The Teacher’s Role in the Sand Play Activity

It is important that this play be made flexible. Children should feel happy asking and replying their own questions. The teacher’s role at preschool is to structure a rich atmosphere, observe what children are doing and thinking, and relate in a no ordering manner. Teachers should ‘encourage problem solving, perspective taking, and/or consideration of feelings’ (Chaille & Britain, 1997, 65).

A flexible play can be nurtured by using key phrases like the following:

  • How could you fix that?
  • What else could you do?
  • What would happen if you…?
  • What do you think/feel about…?
  • How did you do that?
  • Is there another way to…?

By asking open-ended questions, the teacher provides a framework that enables children to learn more than they could on their own. The teacher initially need to offer support for learning, then progressively withdraws that provision as children become able to do more on their own. The teacher first carefully prepares a challenging, intriguing environment. The teacher needs to ask purposeful questions which can help build a connection for children to close the gap between what they can do and what could be accomplish.

The learning benefits for children playing with sand.

There is a promotion of physical development in sand play for children in preschool. Muscle skills develop as children dig, pour, sift, scoop, and clean up spills with brush and dustpan. The hand and eye coordination is synchronized and small muscle control is enhanced as children learn to handle sand equipment. Sand play promotes social skills. When children apply teamwork at the sand table, they are confronted with real difficulties that require involvement, negotiating, and assigning. As an example, a group of children are given a dramatic play by the playground where they are required to build castle and another to create a zoo for rubber animals. When they take their roles in this dramatic play, they learn significant social skills such as compassion and outlook.

Teachers encourage cognitive development by formulating an interesting, stimulating sand play atmosphere. This atmosphere can be appreciated by altering and adding exciting accessories to the sand play area. Mathematical perceptions can be established during sand play by providing children with spoons and cups, containers of various sizes and shapes including balance scales. When a teacher observes the children’s sand play, the use of mathematical terms like more or less; empty or full; heavy or light can be heard. Teachers can challenge children to count how many scoops it takes to fill a container.

The sand play develops science concepts in children. They can suspend a funnel above the sand table. The funnel can be used to place sand and drop it as a trail. Ropes can be used to move small buckets of sand. The teacher needs to prepare punched holes plastic bottle where children are required to fill it with sand and observe. The same can be tried with different sizes and placement of holes. Ask children what they could do with the sand. Then add water to the sand. Ask them what happen and how does it change? This will encourage children to make shapes for use in sand play and find out what how they develop language skills. Teachers can invite children to write their names in the sand or tell a story about their play.
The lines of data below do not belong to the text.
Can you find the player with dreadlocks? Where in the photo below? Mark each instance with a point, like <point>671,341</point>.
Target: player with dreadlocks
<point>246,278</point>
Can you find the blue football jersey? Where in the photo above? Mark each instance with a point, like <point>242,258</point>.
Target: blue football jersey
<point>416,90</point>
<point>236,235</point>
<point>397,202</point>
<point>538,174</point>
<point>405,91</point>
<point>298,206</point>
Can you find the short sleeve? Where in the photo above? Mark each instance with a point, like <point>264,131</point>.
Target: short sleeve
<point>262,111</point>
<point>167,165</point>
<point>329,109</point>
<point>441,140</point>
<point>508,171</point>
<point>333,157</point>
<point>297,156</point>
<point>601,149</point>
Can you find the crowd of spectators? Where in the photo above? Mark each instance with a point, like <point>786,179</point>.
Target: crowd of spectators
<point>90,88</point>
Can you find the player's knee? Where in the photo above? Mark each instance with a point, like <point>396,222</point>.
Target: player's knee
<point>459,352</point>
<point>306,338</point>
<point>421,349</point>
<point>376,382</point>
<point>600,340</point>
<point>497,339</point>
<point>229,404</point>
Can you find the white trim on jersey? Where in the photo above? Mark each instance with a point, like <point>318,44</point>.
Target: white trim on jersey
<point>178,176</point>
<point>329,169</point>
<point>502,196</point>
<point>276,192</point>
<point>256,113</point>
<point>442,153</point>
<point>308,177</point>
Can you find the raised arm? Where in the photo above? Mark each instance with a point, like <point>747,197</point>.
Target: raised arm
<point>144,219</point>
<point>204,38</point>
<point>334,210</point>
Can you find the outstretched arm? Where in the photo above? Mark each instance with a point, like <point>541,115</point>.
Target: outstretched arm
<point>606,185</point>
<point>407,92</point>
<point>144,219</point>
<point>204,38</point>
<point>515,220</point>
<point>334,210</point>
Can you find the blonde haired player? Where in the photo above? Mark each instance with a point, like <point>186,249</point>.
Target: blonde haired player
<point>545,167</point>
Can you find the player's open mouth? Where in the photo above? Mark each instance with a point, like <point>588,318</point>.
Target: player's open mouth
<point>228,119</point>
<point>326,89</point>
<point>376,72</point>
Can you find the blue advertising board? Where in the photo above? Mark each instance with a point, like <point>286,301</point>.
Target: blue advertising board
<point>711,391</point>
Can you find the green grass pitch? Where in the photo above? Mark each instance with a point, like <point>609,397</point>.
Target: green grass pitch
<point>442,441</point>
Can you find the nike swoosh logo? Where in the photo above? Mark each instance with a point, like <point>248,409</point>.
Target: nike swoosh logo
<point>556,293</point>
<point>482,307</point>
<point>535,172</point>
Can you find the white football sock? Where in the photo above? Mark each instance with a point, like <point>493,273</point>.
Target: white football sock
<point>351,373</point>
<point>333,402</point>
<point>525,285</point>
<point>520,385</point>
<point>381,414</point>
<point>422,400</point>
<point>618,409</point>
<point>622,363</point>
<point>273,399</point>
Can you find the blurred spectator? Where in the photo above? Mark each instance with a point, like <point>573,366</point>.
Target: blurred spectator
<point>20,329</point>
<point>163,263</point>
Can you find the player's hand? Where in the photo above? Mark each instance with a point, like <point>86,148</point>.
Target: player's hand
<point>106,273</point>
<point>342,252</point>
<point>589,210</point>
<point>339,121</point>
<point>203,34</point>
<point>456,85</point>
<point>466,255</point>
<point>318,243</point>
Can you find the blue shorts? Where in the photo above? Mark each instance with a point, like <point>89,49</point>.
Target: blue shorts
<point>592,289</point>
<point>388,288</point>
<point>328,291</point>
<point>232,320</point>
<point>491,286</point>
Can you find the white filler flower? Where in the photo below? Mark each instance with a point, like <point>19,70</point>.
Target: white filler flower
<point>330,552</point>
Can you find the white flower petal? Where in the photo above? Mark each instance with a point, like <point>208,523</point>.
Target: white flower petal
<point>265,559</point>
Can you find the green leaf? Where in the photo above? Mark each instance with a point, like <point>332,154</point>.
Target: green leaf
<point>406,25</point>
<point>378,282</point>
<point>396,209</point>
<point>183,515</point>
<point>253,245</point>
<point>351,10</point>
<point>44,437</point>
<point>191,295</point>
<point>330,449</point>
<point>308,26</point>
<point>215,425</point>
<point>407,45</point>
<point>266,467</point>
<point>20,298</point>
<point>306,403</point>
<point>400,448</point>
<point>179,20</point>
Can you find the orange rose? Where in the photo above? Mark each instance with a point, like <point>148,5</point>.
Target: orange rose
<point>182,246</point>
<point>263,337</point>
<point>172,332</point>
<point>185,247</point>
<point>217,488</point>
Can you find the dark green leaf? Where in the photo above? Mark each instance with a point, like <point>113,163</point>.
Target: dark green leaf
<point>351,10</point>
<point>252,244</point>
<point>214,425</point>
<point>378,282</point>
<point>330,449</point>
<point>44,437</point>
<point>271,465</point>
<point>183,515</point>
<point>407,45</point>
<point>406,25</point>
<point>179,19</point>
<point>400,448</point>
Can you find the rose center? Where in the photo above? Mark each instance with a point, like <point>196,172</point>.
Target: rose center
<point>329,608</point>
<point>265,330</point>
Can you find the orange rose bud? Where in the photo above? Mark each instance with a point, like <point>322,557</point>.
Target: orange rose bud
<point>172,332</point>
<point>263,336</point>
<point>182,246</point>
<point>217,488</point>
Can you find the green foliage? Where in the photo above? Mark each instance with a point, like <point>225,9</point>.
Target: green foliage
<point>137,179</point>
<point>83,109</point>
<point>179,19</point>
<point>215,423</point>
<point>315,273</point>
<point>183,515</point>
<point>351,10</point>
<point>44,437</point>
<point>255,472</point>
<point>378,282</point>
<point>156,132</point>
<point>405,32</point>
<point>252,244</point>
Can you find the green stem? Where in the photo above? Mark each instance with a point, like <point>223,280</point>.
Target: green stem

Teachers can incorporate the arts into sand play by encouraging children to draw and trace words on the sand; make castings and moldings, and pictures to express their feelings. Another activity is where children are introduced with background music to carry out the act using sand combs and describe pattern and design. Teachers can think of many more accessories to change the sand play area to keep it renewed and attractive.

Conclusion

Children in preschool have a natural attraction for sand play activity. Teachers can construct on that interest by providing children with tempting props, enquiring suitable questions, and planning sufficient time for children to work through their play concepts. Teachers may also provide the motivating atmosphere to enrich the concept development and talent building. It is important that the sand play area remain free and child-centered so that children may produce their own play patterns ingeniously.